İTTİFAKIN MATEMATİĞİNİ İYİ YAPMAK LAZIM
İYİ Parti ile ittifak, özellikle İzmir’de şart mıdır?
İl Başkanı ile Genel Başkan Yardımcılarıyla da görüştüm. Henüz bir ilçe pazarlığı yapılmamış. Tire’nin mevcut başkanı CHP’li. Bugün de biz aday çıkardık. MHP ve AKP ortak aday çıkardı ve seçimi kaybettik. Seçimi biz kaybettik. İYİ Parti ve CHP ittifak yaptı ve İYİ Parti aday çıkardı. MHP ve AKP yine birleşti ve aday çıkardı. Seçimi AKP kazanırsa kaybeden İYİ Parti oluyor. CHP kendi adayını çıkartsaydı ve İYİ Parti’den bir isme CHP rozeti takıp çıkartabilirsin. Bu da bir çözüm. Bunun matematiği yapmak lazım. Ben bu matematiği yaptım. Bence 3 ilçede bir ittifak yapılabilir. Kaldı ki bu da doğal. Söyle bir şey yapabilirsin; İYİ Parti ve CHP’nin adaylarını toplarsın. İki partinin yöneticileri gelir ve oylama yapar. Kim çıkarsa CHP rozeti ile seçime girer. Çok olanı az taşımak zordur.

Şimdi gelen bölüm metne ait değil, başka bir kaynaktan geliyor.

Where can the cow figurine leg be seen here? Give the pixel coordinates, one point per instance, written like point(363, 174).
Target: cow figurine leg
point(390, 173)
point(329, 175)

Neden İttifak? CHP İzmir’de 30’da 30 yapamaz mı?
30’da 30 yapabiliriz. Söyle bir şey var; İYİ Parti kazanırsa CHP kaybetmiş olmuyor ki. Biz onlarla mecliste de aynı eli kaldırıyoruz. CHP’nin kaybettiği 2-3 ilçeyi, AKP’nin kazanması mı iyidir yoksa İYİ Parti’nin mi? Tabii ki İYİ Parti’nin. Yerel seçim, adaylara endeksli gidiyor. Onun için iyi strateji yapmak zorundayız. Seçimi almak için her bölgeye özel çalışma yapmak lazım. Her bölgeye paket sistem uygulaması yapamazsın. Ben bunu, Oğuz Kaan Salıcı ile paylaştım. Bazı yerlerin kendine özgü durumları var. Bunu yapamadık. En sona bırakıldı İzmir.
Belediye meclis üyeleri belirleme nasıl olacak?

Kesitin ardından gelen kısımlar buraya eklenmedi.